NBC’s Chuck Todd echoed the theme, saying “The Republican party has some serious soul-searching to do.”
In the last days before the election, journalists resorted to one of
their old tricks – celebrating a “conservative” who goes off the
reservation (sorry, Sen. Warren) and backs the left. In this case, the
media foil was New Jersey Gov. Chris Christie
whose adoration of Obama in the post-hurricane era resembled a
school-boy crush and outlet after outlet celebrated the love story.
Liberal MSNBC
reveled in Christie’s comments. “The Last Word” ran a compilation of
Christie throwing his support to the president. Major media outlets
didn’t raise the question whether Christie was trying to boost his own
2016 campaign. Suspicious reporters might have asked whether Christie, who had been passed over for Romney’s VP slot, might have been a tad bitter.
Why that mattered is that exit polls indicated 41 percent of voters thought Obama’s storm performance had been either “important” or “most important” in their vote.
The campaign spin wasn’t new. Journalists consistently bashed Tea Party
candidates or downplayed their success like new Texas Sen. Ted Cruz. At
the same time, they ignored how incredibly radical the Democratic Party
had become.
Senate candidates Todd Akin and Richard Mourdock were savaged for
being out of the mainstream by the press. However, journalists yawned as
Democrats continued their massive leftward shift with Fauxcahontas
candidate Elizabeth Warren and the first openly gay senator, Wisconsin’s
Tammy Baldwin.
It was more than that. Pick an Obama scandal and the media skipped it,
covered it up or buried it beneath some bogus outrage about the right.

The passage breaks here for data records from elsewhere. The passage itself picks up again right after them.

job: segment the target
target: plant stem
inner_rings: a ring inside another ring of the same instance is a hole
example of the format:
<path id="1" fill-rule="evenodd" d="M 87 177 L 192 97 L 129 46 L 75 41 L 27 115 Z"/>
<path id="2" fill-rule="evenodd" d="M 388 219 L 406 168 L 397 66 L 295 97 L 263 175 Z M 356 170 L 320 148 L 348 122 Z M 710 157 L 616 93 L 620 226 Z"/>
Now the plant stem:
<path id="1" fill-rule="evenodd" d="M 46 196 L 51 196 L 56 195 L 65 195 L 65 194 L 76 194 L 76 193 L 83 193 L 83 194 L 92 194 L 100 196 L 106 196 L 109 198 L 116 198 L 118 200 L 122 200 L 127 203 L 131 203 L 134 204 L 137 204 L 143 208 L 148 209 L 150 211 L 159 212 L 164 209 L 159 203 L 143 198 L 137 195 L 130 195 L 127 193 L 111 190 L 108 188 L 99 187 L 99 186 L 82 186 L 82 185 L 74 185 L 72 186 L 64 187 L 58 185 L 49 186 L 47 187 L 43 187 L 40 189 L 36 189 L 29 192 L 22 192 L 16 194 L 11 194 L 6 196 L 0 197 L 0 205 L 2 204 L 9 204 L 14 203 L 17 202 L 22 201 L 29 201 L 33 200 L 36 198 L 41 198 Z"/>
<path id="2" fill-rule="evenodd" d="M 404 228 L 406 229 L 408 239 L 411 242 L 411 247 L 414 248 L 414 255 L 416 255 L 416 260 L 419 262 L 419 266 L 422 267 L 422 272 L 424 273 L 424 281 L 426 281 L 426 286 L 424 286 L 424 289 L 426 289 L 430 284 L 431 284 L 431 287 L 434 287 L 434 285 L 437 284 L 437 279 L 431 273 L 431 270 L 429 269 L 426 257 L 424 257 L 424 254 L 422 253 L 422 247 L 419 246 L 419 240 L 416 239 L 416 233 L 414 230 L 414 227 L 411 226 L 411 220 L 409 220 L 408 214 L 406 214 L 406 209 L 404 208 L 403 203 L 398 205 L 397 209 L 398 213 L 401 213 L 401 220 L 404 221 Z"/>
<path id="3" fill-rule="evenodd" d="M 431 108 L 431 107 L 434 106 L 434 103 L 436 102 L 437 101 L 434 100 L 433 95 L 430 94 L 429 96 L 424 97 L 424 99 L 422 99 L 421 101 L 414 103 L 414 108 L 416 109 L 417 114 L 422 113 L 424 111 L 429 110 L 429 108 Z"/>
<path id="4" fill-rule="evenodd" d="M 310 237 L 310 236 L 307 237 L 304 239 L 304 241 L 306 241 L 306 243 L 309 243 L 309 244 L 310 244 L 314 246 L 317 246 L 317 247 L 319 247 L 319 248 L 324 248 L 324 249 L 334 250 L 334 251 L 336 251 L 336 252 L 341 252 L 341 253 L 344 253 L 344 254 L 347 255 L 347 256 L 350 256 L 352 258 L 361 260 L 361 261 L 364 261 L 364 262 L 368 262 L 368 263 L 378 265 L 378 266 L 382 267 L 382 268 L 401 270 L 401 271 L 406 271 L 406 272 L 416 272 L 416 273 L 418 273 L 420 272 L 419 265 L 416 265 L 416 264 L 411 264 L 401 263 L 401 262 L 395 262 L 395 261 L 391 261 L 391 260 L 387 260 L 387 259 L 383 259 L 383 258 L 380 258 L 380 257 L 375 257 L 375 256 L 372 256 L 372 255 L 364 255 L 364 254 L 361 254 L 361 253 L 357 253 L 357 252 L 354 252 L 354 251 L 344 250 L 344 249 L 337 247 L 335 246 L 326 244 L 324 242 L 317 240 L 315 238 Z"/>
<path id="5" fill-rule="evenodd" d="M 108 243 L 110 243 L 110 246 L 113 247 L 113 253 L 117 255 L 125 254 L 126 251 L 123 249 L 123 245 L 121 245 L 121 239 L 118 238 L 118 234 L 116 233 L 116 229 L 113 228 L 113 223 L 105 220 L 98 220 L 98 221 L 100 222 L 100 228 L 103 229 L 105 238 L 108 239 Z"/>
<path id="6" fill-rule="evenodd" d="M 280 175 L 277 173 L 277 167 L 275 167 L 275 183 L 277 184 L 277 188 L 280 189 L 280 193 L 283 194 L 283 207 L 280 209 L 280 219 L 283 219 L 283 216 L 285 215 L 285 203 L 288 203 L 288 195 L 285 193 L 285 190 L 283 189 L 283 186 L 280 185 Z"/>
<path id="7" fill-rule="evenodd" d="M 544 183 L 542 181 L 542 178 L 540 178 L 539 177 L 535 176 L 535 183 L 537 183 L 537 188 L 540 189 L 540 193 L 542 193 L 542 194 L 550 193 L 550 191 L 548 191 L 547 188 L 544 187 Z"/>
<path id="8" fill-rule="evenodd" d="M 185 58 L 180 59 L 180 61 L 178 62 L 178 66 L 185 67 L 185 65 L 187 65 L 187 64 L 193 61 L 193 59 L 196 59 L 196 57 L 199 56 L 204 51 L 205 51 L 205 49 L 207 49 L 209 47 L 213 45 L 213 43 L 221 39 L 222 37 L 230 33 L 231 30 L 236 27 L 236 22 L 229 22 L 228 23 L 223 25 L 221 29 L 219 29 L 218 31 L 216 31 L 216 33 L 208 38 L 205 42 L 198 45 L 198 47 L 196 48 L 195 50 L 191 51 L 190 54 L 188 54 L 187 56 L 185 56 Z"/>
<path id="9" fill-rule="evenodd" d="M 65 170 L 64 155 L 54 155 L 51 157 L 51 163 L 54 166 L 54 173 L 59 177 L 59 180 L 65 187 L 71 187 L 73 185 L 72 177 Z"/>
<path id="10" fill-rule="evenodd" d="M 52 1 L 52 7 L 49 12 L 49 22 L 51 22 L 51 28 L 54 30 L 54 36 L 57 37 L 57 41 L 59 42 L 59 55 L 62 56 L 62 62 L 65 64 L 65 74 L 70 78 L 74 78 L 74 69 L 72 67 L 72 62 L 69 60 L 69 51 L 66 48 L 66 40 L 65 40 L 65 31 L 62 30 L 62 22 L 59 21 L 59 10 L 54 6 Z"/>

"Fast and furious," Libya, jobs, the collapse of Arab Spring, the failed
trillion-dollar stimulus, the cost of ObamaCare, the attack on
religious rights and even bowing to foreign leaders – none of them got
the press that made-up scandals about Romney received.
That bias culminated in a now famous debate scene with CNN’s Candy
Crowley where she incorrectly fact-checked Romney and boosted Obama.
Crowley’s action became the perfect metaphor for the bias of campaign
2012 – a media campaign far worse than 2008.
And the worst news of the night? Election 2016 starts today and somewhere journalists are already spinning the result.